The best performer, Gemini-3.1-Pro-Preview, scored just 76 out of 100. GPT-5.4 often knew the right answer but couldn't show its work: 87.1 for raw answer quality, just 59 once correct citations were required.
Open-source models fared much worse. Qwen3-VL-235B-A22B, the strongest freely available system, managed 22.5 points. Smaller open models mostly landed below 10, making them "extremely risky" for regulated industries, the researchers say.
Many models can't even find the correct page. The Gemini 3 series gets there in over 87 percent of cases. Qwen3-VL-235B-A22B manages just under 58 percent. Harder tasks make things worse.

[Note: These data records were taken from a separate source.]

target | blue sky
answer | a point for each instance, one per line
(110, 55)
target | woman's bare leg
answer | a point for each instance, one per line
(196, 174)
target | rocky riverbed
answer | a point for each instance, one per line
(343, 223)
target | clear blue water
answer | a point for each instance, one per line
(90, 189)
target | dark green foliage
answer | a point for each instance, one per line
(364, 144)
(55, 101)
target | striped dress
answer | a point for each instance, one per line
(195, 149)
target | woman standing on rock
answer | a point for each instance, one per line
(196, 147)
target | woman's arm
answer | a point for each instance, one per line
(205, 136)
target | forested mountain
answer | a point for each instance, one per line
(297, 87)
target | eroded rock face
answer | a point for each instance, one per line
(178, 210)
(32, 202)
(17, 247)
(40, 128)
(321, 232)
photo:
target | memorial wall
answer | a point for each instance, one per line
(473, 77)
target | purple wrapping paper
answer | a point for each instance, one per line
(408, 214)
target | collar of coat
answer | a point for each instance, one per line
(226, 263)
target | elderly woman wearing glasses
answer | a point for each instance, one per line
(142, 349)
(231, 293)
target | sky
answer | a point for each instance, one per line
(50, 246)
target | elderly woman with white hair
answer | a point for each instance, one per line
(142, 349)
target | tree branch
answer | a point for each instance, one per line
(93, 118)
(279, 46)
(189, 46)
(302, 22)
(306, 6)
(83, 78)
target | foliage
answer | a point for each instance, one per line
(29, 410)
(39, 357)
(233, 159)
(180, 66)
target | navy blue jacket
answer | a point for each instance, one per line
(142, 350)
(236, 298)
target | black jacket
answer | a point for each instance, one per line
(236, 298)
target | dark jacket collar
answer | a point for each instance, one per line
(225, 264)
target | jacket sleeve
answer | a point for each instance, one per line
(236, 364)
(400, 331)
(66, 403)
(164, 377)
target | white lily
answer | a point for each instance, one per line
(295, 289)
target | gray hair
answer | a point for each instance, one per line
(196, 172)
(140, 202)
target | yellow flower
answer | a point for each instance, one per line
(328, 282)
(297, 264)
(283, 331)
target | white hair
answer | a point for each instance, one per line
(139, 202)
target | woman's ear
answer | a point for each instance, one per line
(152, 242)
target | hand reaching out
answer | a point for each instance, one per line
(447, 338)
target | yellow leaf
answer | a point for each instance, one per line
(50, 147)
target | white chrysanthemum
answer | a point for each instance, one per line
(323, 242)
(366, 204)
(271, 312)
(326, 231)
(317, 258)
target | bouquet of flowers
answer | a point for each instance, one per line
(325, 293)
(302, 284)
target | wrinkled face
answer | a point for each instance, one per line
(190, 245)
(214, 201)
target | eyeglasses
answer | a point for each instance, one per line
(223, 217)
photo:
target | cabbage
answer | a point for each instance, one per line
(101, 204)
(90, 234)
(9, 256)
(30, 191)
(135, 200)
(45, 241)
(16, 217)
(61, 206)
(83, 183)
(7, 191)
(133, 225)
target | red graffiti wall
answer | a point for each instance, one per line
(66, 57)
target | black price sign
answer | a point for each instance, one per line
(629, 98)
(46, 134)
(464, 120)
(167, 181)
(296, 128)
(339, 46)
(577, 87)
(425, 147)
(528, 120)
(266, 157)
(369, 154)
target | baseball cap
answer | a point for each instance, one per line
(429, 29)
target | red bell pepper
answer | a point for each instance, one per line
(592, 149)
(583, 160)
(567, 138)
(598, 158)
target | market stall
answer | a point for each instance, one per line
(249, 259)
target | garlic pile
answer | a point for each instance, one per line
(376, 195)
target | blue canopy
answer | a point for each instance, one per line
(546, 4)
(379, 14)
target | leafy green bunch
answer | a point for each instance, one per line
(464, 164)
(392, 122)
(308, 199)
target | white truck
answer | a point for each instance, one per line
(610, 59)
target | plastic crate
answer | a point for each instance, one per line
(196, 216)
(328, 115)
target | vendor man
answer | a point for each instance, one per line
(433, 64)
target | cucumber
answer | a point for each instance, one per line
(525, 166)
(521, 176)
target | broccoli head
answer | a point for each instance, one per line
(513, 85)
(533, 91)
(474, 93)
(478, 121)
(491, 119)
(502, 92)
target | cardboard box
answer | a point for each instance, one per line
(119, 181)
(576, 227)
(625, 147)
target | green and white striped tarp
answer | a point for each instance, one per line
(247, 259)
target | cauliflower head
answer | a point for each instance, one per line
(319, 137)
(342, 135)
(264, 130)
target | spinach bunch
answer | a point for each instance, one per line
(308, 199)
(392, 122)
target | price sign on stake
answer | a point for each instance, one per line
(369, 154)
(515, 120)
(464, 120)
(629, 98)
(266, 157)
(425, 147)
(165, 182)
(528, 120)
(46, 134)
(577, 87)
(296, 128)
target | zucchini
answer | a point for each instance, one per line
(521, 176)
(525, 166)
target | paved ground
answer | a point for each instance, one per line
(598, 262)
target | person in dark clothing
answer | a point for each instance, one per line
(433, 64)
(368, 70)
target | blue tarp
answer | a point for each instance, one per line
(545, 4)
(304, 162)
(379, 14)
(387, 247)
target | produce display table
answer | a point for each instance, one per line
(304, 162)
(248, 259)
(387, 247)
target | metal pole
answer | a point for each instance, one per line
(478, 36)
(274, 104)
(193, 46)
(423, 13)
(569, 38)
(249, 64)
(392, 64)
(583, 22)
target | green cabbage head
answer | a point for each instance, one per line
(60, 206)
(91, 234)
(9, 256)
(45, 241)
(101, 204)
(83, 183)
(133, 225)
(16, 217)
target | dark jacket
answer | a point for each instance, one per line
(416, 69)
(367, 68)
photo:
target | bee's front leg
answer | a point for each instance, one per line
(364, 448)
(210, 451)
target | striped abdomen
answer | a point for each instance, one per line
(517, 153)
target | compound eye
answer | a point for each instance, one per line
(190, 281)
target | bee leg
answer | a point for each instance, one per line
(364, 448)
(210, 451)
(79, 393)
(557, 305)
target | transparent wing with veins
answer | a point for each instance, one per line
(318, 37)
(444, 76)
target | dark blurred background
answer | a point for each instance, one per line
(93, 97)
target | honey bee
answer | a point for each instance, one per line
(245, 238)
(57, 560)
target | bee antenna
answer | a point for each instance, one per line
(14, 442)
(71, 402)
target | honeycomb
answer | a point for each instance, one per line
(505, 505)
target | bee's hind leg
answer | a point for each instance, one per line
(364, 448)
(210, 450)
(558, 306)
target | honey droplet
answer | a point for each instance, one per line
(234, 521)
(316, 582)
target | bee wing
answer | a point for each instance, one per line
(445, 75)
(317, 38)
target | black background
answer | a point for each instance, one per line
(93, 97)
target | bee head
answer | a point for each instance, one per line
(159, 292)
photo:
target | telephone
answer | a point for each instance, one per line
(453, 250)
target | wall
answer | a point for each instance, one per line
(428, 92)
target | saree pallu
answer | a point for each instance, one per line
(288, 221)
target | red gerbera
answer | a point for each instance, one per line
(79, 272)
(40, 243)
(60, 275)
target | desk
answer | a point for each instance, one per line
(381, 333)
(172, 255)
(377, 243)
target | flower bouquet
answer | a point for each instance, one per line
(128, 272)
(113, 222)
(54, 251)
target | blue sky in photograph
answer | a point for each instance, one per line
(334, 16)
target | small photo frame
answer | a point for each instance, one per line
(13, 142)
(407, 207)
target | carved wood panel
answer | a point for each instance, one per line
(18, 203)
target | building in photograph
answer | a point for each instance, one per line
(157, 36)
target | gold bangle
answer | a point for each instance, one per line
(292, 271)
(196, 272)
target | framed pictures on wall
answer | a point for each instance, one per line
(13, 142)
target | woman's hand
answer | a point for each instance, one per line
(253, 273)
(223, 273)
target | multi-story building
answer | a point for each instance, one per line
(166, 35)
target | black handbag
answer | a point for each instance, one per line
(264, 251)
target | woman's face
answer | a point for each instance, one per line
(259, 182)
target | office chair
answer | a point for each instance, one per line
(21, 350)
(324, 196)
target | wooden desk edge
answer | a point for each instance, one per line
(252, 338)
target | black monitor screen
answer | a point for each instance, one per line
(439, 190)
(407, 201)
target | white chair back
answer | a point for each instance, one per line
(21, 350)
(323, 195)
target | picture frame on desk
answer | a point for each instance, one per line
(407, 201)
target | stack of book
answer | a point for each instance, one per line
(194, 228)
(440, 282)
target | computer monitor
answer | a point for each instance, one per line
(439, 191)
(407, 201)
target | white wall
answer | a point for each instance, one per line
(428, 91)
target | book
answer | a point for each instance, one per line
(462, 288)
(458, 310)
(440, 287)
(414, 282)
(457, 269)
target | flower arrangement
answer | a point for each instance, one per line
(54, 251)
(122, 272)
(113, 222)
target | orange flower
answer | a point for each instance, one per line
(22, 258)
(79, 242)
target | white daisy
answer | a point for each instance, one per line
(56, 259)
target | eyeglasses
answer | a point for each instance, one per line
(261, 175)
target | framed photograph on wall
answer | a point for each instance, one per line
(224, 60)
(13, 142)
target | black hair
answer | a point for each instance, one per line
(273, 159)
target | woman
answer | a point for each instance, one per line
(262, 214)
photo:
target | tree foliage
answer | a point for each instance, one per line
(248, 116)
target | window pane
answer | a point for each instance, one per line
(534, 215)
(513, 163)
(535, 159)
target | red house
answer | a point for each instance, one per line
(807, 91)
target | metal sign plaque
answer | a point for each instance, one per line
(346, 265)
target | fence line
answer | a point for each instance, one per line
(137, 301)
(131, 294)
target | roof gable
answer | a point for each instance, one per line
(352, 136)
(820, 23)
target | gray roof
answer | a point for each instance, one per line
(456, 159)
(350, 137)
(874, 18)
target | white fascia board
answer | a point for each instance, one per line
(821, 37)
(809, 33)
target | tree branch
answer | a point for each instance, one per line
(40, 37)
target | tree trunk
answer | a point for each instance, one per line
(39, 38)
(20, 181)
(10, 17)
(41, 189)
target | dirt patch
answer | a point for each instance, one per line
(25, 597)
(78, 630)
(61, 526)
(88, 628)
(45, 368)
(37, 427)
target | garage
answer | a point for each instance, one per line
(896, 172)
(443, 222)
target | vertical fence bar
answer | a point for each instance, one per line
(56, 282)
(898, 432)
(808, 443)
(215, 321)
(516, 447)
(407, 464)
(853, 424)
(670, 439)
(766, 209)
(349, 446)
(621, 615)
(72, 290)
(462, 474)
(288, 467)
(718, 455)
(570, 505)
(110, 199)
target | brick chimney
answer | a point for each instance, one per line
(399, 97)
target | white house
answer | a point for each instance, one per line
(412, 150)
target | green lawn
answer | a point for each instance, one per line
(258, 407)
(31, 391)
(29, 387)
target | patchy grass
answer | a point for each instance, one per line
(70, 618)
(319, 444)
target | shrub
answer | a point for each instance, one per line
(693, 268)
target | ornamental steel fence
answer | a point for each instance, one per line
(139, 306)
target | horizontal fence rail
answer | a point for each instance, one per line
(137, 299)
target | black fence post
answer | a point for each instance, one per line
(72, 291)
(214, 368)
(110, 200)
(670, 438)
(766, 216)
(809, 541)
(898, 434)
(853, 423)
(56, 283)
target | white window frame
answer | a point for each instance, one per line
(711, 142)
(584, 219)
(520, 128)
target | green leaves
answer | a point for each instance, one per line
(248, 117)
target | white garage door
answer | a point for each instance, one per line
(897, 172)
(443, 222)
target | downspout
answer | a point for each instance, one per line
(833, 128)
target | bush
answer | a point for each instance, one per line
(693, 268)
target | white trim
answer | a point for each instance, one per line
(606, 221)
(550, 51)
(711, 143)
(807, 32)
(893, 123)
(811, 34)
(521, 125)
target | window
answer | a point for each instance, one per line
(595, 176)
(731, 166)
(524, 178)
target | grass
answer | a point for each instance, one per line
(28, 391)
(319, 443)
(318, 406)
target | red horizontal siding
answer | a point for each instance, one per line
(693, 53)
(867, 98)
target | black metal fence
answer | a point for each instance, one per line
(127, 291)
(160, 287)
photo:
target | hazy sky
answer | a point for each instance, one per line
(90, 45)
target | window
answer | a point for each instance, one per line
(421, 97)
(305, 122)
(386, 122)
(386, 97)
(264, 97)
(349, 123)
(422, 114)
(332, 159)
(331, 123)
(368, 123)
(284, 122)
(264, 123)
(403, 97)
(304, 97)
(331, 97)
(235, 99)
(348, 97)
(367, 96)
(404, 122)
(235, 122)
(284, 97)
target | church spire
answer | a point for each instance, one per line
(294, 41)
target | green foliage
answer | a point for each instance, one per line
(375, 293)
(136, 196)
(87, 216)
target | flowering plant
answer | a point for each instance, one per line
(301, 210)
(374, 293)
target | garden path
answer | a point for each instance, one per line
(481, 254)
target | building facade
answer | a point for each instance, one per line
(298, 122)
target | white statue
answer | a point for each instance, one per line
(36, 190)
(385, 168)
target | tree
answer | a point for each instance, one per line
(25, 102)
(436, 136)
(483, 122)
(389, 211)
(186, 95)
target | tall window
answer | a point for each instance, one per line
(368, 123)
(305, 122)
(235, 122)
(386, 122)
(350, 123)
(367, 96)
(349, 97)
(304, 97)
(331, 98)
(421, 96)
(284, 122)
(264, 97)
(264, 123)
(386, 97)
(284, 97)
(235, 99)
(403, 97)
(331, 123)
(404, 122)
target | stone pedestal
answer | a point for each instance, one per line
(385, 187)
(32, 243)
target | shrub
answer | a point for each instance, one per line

Single-document questions still work okay, but when a model has to pull together info from multiple documents, recall for Gemini 3.1 Pro Preview drops from around 69 to 55 percent.

Math tasks do fairly well because the logic demands obvious evidence. Things fall apart when a model first has to spot a document element by its color, position, or heading, then figure out what it means. Academic papers with tidy layouts score best. Newspapers and magazines with busy designs hold even the top models to around 63 points.
In an ablation study, the researchers narrowed the search space on purpose, feeding models only the relevant pages or the right document. Scores jumped fast - over 13 points for Qwen3-VL-8B.
The not-so-surprising takeaway: models that know where to look also give better answers. Accurate source information directly improves answer quality and is not just about transparency. This also points to why context engineering matters so much: an AI model performs best when it gets exactly the information it needs for the task.

The researchers posted their code and details on GitHub, and the dataset is up for download on Hugging Face.
A different benchmark from the same group, the Shanghai AI Laboratory, showed back in 2024 that language models struggle with long documents across the board. Their bilingual NeedleBench tests how well models dig up relevant info in lengthy English and Chinese texts - with similarly grim results.
Google DeepMind goes after a related problem with FACTS Grounding, which measures whether answers come strictly from the provided document or whether the model sneaks in outside knowledge. Even Gemini 3 Pro and GPT-5.1 don't come close to reliable scores.
OpenAI recently looked at why models guess instead of saying "I don't know." In an analysis, the company framed hallucinations as a systemic incentive problem. Training and evaluation reward confident answers and punish hedging. That same dynamic likely fuels the "attribution hallucination" that CiteVQA now catches in source citations.